The film tells the story of Kurt and Brenda Warner. Starting as an undrafted player, Warner became a two-time NFL MVP and Super Bowl MVP. He also is the only player ever inducted into both the Pro Football Hall of Fame and the Arena Football Hall of Fame.
Though “American Underdog” tells the story of Warner’s rise to stardom, the film is not just about football — it’s about struggles in everyday life and faith that gets people through tough times.
Before Kurt met and married his wife, Brenda, her son became disabled at a young age. She was told he would never walk or talk. Two years later and eight months pregnant with her second child, Brenda discovered her husband was cheating on her. She left him and became a single mother with a newborn and a child with a disability.
“The person sitting in that chair watching this movie is going to relate to those times in my life,” she said. “I am not special in that way. I don’t have superpowers.

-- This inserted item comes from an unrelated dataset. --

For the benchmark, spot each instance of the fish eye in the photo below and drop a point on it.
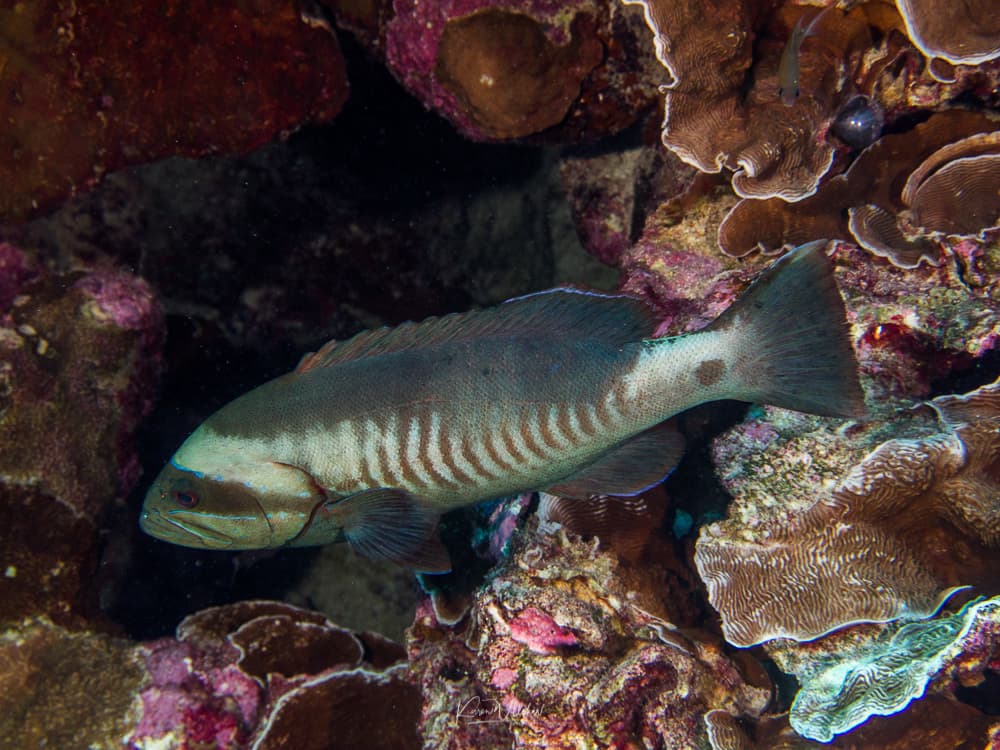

I am just a person doing the best I can. [This movie] is going to show … that I’m a flawed person.”
Warner later adopted Brenda’s children and said he learned more about his own mother, also a single parent, as a result.
“[My mom] didn’t get to live the life that I know she wanted because of some of those stereotypes and things that went with [being a single mother],” he realized.
Jon Erwin, director of American Underdog, said, “I love the idea that Kurt Warner first became a champion off the field before he became a champion on the field. It was him discovering his faith, a relationship with Jesus Christ. It was him embracing his role as a husband, as a father, and realizing life was bigger than he was.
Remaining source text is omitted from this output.